Governo, Berlusconi e Renzi: "Finirà presto". Salvini: "È buon auspicio"

Share

Che non si tratti di restyling di FI, per l'assenza di elementi innovativi da una parte, e per la mancanza dell'unico elemento davvero innovativo, ossia un nuovo leader, lo credono Edoardo Novelli e Massimiliano Panarari, esperti di comunicazione politica sentiti da Formiche.net, che leggono nella strategia del Cavaliere la necessità di riproporsi nello scenario politico al momento dominato da un governo innovativo che ingloba tutte le attenzioni mediatiche ed elettorali. "Quello sarà il nostro momento", prova a galvanizzare i suoi.

Non ha dubbi Silvio Berlusconi.

Silvio Berlusconi fa la sua scommessa: "Guardando quello che sta succedendo, vi dico che nel giro di alcuni mesi questo governo finirà". Non sono una maggioranza, sono "due minoranze" che si sono unite senza passare dalle urne. "Un'Italia che non ha paura della competizione, sa affrontarla e vincerla grazie alla qualità del prodotto italiano e alla capacità creativa delle persone e delle imprese". Poi i due si incontrano casualmente alla Camera. Alla riunione di giovedì 26 luglio, ha messo in chiaro, "avrei voluto dire che Forza Italia è affetta da una malattia autoimmune, cioè produce anticorpi contro se stessa andando contro la linea politica che ha sempre sostenuto: purtroppo non c'è stata la possibilità".

Manuela Battezzato, chi è la compagna di Sergio Marchionne
John Elkann ha detto: "Per tanti Sergio è stato un leader illuminato , un punto di riferimento ineguagliabile". Il consiglio - si legge nella nota - continuerà a lavorare al processo di selezione del ceo già in atto.

"Per fare un rebranding - commenta Edoardo Novelli, professore associato dei Processi Culturali e Comunicativi presso l'Università degli Studi Roma Tre, a Formiche.net - si parte da una proposta politica, da un'attività di comunicazione innovativa e non mi pare che ci siano né l'una né l'altra".

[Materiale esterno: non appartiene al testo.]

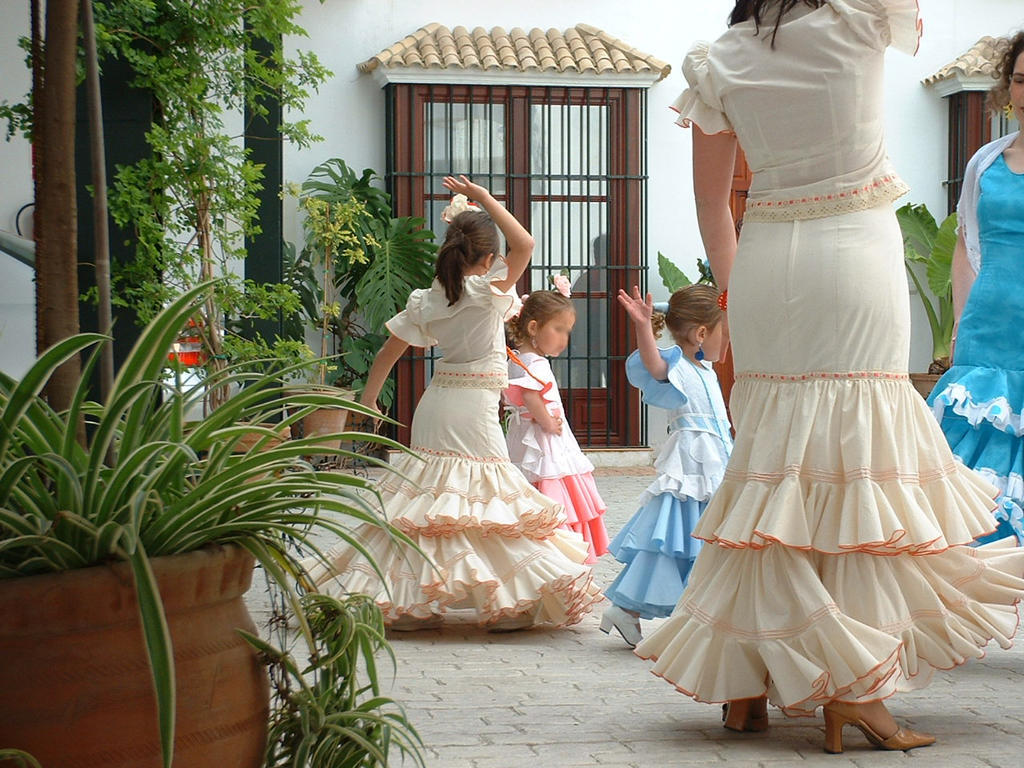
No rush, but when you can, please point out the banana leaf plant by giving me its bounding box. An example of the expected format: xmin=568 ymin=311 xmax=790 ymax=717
xmin=896 ymin=203 xmax=956 ymax=373
xmin=657 ymin=251 xmax=715 ymax=293
xmin=0 ymin=284 xmax=419 ymax=768
xmin=298 ymin=158 xmax=437 ymax=408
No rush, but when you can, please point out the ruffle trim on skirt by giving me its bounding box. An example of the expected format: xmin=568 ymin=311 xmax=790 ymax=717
xmin=694 ymin=376 xmax=997 ymax=555
xmin=380 ymin=456 xmax=566 ymax=540
xmin=940 ymin=411 xmax=1024 ymax=503
xmin=636 ymin=540 xmax=1024 ymax=714
xmin=508 ymin=422 xmax=594 ymax=483
xmin=308 ymin=525 xmax=602 ymax=627
xmin=928 ymin=366 xmax=1024 ymax=438
xmin=604 ymin=494 xmax=705 ymax=618
xmin=534 ymin=472 xmax=608 ymax=563
xmin=640 ymin=430 xmax=729 ymax=506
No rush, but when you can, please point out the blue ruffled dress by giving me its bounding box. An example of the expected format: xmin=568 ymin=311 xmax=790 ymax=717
xmin=604 ymin=347 xmax=732 ymax=618
xmin=928 ymin=155 xmax=1024 ymax=543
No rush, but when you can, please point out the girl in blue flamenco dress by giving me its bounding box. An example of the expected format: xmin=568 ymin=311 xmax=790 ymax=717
xmin=929 ymin=32 xmax=1024 ymax=543
xmin=601 ymin=285 xmax=732 ymax=646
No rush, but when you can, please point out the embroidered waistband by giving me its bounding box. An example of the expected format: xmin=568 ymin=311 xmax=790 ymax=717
xmin=410 ymin=445 xmax=508 ymax=464
xmin=736 ymin=371 xmax=910 ymax=382
xmin=430 ymin=371 xmax=509 ymax=389
xmin=743 ymin=174 xmax=910 ymax=221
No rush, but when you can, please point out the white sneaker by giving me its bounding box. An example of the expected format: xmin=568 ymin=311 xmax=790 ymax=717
xmin=487 ymin=613 xmax=534 ymax=632
xmin=601 ymin=603 xmax=643 ymax=648
xmin=387 ymin=613 xmax=444 ymax=632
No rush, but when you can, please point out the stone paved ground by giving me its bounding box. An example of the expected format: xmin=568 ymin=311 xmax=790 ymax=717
xmin=245 ymin=470 xmax=1024 ymax=768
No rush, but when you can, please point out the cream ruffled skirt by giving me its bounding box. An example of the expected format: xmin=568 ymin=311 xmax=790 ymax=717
xmin=637 ymin=207 xmax=1024 ymax=714
xmin=307 ymin=366 xmax=602 ymax=626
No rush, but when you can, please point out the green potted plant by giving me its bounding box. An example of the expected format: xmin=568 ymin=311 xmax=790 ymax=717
xmin=297 ymin=158 xmax=436 ymax=408
xmin=86 ymin=0 xmax=330 ymax=411
xmin=0 ymin=285 xmax=418 ymax=768
xmin=896 ymin=203 xmax=956 ymax=397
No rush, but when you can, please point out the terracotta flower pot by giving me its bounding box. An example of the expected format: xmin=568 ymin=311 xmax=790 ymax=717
xmin=0 ymin=547 xmax=269 ymax=768
xmin=302 ymin=408 xmax=348 ymax=447
xmin=910 ymin=374 xmax=942 ymax=398
xmin=292 ymin=389 xmax=355 ymax=449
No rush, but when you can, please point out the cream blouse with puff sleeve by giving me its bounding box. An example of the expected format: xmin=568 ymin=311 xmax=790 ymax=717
xmin=673 ymin=0 xmax=922 ymax=221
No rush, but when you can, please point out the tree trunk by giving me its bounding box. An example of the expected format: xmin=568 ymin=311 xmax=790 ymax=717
xmin=33 ymin=0 xmax=81 ymax=410
xmin=81 ymin=0 xmax=114 ymax=402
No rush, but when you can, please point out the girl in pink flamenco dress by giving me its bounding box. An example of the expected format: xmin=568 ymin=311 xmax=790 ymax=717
xmin=505 ymin=286 xmax=608 ymax=563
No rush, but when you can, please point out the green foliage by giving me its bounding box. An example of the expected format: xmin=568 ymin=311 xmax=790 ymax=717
xmin=243 ymin=594 xmax=424 ymax=768
xmin=896 ymin=203 xmax=956 ymax=360
xmin=657 ymin=257 xmax=715 ymax=293
xmin=657 ymin=256 xmax=692 ymax=293
xmin=296 ymin=158 xmax=437 ymax=408
xmin=0 ymin=285 xmax=409 ymax=766
xmin=76 ymin=0 xmax=330 ymax=397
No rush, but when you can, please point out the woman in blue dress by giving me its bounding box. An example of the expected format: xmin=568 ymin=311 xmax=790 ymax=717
xmin=929 ymin=32 xmax=1024 ymax=542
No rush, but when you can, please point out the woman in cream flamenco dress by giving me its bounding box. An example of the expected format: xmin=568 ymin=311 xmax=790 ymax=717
xmin=307 ymin=177 xmax=601 ymax=631
xmin=636 ymin=0 xmax=1024 ymax=752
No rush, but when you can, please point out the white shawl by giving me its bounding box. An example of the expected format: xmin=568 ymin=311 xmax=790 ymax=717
xmin=956 ymin=131 xmax=1020 ymax=274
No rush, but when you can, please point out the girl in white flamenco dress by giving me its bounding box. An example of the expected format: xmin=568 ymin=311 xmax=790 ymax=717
xmin=308 ymin=177 xmax=601 ymax=631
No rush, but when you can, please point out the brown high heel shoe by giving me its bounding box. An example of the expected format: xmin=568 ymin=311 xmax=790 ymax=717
xmin=722 ymin=696 xmax=768 ymax=732
xmin=824 ymin=701 xmax=935 ymax=755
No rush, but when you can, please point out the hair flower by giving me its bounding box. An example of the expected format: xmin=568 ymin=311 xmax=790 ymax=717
xmin=441 ymin=195 xmax=480 ymax=224
xmin=551 ymin=274 xmax=571 ymax=299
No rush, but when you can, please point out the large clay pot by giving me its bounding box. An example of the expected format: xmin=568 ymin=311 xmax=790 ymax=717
xmin=0 ymin=546 xmax=269 ymax=768
xmin=292 ymin=389 xmax=355 ymax=449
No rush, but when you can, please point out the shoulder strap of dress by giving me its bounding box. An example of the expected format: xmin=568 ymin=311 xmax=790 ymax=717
xmin=505 ymin=346 xmax=548 ymax=386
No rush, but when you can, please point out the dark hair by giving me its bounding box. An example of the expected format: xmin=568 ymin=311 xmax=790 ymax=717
xmin=650 ymin=283 xmax=722 ymax=342
xmin=434 ymin=211 xmax=500 ymax=306
xmin=505 ymin=291 xmax=575 ymax=346
xmin=988 ymin=31 xmax=1024 ymax=112
xmin=729 ymin=0 xmax=824 ymax=48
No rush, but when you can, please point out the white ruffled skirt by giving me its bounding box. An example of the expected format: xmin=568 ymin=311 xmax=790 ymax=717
xmin=637 ymin=207 xmax=1024 ymax=714
xmin=308 ymin=366 xmax=601 ymax=626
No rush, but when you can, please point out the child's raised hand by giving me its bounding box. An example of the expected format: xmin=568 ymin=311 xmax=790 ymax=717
xmin=618 ymin=286 xmax=654 ymax=326
xmin=441 ymin=176 xmax=490 ymax=202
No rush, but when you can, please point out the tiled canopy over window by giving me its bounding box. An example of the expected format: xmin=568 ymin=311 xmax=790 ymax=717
xmin=922 ymin=36 xmax=1016 ymax=211
xmin=359 ymin=24 xmax=672 ymax=87
xmin=359 ymin=24 xmax=671 ymax=446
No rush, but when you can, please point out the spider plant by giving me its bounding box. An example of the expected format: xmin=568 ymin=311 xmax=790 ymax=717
xmin=242 ymin=593 xmax=424 ymax=768
xmin=0 ymin=284 xmax=419 ymax=768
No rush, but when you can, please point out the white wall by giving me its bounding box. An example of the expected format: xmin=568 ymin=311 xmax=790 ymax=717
xmin=0 ymin=0 xmax=1024 ymax=397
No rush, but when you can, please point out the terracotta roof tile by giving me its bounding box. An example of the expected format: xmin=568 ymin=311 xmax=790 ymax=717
xmin=922 ymin=35 xmax=1010 ymax=85
xmin=359 ymin=24 xmax=672 ymax=80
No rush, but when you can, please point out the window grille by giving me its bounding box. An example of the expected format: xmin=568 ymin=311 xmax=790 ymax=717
xmin=385 ymin=83 xmax=646 ymax=446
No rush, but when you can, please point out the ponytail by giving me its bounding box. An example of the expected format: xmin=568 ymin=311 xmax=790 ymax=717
xmin=434 ymin=211 xmax=499 ymax=306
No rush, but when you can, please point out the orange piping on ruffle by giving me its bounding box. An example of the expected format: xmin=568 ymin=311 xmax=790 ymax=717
xmin=692 ymin=499 xmax=999 ymax=557
xmin=724 ymin=461 xmax=966 ymax=487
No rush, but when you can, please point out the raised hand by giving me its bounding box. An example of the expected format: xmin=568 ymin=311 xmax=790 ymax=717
xmin=441 ymin=176 xmax=490 ymax=203
xmin=618 ymin=286 xmax=654 ymax=327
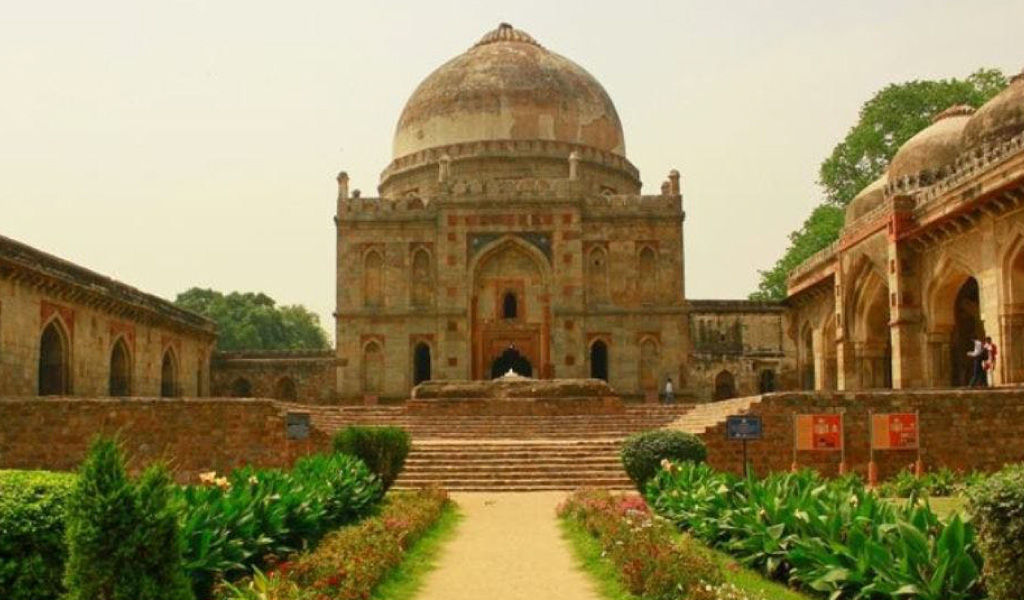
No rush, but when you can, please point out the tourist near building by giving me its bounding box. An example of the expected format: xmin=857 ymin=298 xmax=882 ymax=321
xmin=336 ymin=24 xmax=791 ymax=401
xmin=786 ymin=73 xmax=1024 ymax=390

Poi ha ribadito che gli azzurri resteranno saldamente all'opposizione, anche perché "questo governo non è il governo scelto dagli italiani, non è il governo dei vincitori delle elezioni". E dunque la convinzione dell'ex Cav è che "la bolla di consenso che oggi accompagna i partiti di governo si sgonfierà velocemente".

"Ho comunicato questa mattina alla segreteria del Presidente Berlusconi la mia intenzione di lasciare Forza Italia. La seconda è che in funzione di questo obiettivo oggi Berlusconi ha bisogno di riserrare le fila e arrivare al giorno della crisi di governo non completamente dissanguato".